Suggestion for workflows - select largest class on the fly?

olibclarke · November 12, 2023, 5:35pm

Hi,

Love the new workflows feature in v4.4!

For the future, would it be possible to add the capacity to choose the largest class on the fly?

What I mean is, if I run a heterogeneous refinement, there is a quick action to (for example) build a NU-refine job for the largest class, but this can only be built once the heterorefine job has completed (and the largest class is therefore established).

Would it be possible to add a “placeholder” slot to heterogeneous refinement, multiclass ab inito reconstruction, and 3D classification, similar to particles_all_classes, perhaps particles_largest_class or similar, that resolves to the largest class at job launch time?

This would allow the creation of more flexible pipelines, where for example the most populated ab initio class could be selected on the fly, without prior knowledge of which class that will end up being.

This would also be useful independent of Workflows, to quickly queue an automated pipeline to process data on the fly.

Cheers
Oli

ccgauvin94 · November 13, 2023, 4:10pm

The ability to programmatically select Ab Initio volumes and heterogeneous classes is definitely a needed component for workflows.

kstachowski · November 13, 2023, 10:14pm

Hi @olibclarke and @ccgauvin94,

Thanks for the feedback, it has been noted! I do have a few follow-up questions:

Why is the largest class important? Are there any cases where a less populated class would be important to continue processing? Do you see this being useful when there is uncertainty about compositional homogeneity or would the intended use be for more routine workflows?

We also encourage any other feedback related to workflows!

Cheers,
Kye

olibclarke · November 13, 2023, 10:31pm

Hi Kye,

There are absolutely cases where minor components are important!

However, for a first/quick run through, assuming we are expecting (e.g. based on 2D classification or inspection of micrographs) one major class with perhaps some minor contaminants (e.g. empty nanodisc, free Fab), a multi-class ab-initio is often a quick way to separate out some initial heterogeneity - for something that I run overnight unattended, picking the largest class and performing further processing on it would often be a reasonable starting point.

Of course, there is no guarantee that the majority conformation will sort into just one class (often the correct and inverted hands will separate out), but it is a reasonable starting point (and one could mitigate this by running with a couple of different random seeds and processing in parallel).

This would also be useful when running a heterogeneous refinement with identical starting models - often we do this with very aggressive initial lowpass filtering (e.g. 60-80Å), and this can be useful as an automated clean up (if we could automatically select the largest class for further processing).

For completeness, being able to queue processing of the largest class and the remainder (all the classes except the largest class) would be helpful (to accommodate a branched workflow where one processes the largest class and reclassifies everything else separately).

Cheers
Oli

olibclarke · November 14, 2023, 8:28pm

For automated workflows, what would actually be really handy would be a way to cluster & combine ab initio classes, taking into account arbitrary orientations and potential inversion of hands.

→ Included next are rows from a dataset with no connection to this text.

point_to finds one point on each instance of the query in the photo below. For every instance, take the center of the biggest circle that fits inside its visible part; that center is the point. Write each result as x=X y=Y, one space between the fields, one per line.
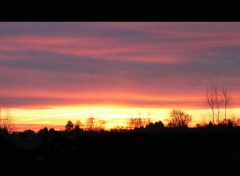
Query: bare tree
x=69 y=126
x=78 y=124
x=226 y=101
x=211 y=101
x=6 y=120
x=215 y=102
x=178 y=119
x=90 y=124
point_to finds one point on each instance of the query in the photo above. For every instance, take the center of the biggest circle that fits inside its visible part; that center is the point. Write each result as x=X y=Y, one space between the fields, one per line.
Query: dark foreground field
x=140 y=152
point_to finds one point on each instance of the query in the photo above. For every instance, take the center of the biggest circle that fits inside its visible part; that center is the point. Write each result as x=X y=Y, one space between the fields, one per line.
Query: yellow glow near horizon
x=112 y=115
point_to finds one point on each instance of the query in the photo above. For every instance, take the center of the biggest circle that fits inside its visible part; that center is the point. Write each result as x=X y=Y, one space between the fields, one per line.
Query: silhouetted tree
x=214 y=101
x=90 y=124
x=69 y=125
x=78 y=125
x=6 y=121
x=101 y=124
x=179 y=118
x=226 y=101
x=218 y=99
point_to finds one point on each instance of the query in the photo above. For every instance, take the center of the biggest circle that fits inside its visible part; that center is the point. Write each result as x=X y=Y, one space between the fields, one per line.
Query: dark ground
x=164 y=152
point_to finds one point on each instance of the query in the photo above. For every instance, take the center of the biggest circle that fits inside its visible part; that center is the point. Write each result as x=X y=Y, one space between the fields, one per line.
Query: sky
x=52 y=72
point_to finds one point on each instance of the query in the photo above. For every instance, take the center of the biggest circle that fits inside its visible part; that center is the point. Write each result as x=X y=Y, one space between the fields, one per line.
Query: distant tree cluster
x=179 y=119
x=218 y=99
x=91 y=124
x=6 y=120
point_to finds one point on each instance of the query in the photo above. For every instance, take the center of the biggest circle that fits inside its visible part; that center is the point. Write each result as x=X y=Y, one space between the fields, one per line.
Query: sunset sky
x=52 y=72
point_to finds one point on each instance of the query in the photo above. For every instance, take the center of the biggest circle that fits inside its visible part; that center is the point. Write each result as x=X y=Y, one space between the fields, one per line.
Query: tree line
x=217 y=99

The new job type for combining 3D classes is part way there, would just need combination with an align 3D step and testing the correct and inverted hands.

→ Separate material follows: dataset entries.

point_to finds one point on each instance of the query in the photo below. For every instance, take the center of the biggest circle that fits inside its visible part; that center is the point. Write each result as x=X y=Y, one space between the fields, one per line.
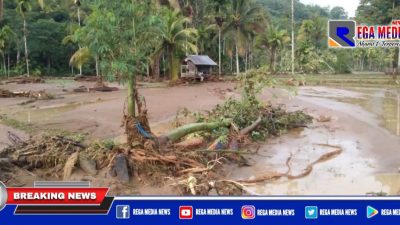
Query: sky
x=349 y=5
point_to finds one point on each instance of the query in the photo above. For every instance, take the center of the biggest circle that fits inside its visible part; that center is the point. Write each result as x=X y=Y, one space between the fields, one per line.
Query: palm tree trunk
x=26 y=48
x=79 y=24
x=4 y=64
x=219 y=52
x=97 y=66
x=272 y=62
x=8 y=65
x=1 y=9
x=237 y=61
x=131 y=96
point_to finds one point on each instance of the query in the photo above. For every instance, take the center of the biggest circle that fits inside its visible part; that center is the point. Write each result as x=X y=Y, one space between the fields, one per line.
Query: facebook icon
x=123 y=212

kstachowski · November 28, 2023, 8:57pm

Hi @olibclarke,

Thanks for the feedback and more in depth explanation. We have noted both of these feature requests! I do agree with you that automated class selection in workflows is a current pain point.

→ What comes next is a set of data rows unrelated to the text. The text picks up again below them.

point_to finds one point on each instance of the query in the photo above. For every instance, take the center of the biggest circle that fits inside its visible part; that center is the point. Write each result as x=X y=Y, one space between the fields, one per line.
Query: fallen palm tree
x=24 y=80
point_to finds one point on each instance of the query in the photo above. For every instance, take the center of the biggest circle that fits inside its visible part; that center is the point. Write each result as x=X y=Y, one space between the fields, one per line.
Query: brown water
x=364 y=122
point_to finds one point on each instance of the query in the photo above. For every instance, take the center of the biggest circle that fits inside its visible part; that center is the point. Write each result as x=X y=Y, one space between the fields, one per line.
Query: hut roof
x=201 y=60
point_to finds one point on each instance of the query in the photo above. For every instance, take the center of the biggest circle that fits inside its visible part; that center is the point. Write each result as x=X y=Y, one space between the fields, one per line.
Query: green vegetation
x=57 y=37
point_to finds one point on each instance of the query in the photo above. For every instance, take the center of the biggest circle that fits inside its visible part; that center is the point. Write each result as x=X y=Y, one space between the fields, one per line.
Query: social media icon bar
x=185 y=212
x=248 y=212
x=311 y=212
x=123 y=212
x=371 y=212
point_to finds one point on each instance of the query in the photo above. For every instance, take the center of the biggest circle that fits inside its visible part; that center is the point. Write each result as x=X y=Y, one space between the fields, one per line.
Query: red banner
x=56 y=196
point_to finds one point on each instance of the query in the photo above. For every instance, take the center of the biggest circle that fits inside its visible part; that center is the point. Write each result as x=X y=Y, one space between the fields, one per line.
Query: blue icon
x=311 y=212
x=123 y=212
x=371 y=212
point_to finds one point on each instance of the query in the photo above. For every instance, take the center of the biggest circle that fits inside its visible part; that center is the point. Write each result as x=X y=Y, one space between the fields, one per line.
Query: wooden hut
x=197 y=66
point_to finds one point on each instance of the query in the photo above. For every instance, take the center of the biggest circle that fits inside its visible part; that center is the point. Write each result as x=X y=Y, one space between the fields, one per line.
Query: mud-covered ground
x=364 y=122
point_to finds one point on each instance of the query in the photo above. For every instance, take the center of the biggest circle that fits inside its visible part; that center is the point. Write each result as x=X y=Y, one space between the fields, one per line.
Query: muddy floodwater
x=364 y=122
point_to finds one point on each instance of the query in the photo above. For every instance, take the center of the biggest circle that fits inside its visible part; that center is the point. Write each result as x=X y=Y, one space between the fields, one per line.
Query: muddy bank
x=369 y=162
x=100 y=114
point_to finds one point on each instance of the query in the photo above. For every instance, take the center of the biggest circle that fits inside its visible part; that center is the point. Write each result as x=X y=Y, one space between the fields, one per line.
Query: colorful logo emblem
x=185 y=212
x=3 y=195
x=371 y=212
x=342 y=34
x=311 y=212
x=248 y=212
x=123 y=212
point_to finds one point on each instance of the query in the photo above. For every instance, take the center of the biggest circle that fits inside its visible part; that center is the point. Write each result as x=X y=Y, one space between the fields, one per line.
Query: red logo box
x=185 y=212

There might be a nice way to do this with cryosparc-tools and the align 3D maps job. In theory, you could align all class volumes to a known reference and then calculate a cross-correlation (or other similarity metric) and move forward with the highest scoring volume(s). When particles are not attached, the align 3D volumes job will test shifting and rotation, along with checking handedness. Then with a known volume (or set of volumes), you should be able to move the associated particles and volumes onto the next steps.

Cheers,
Kye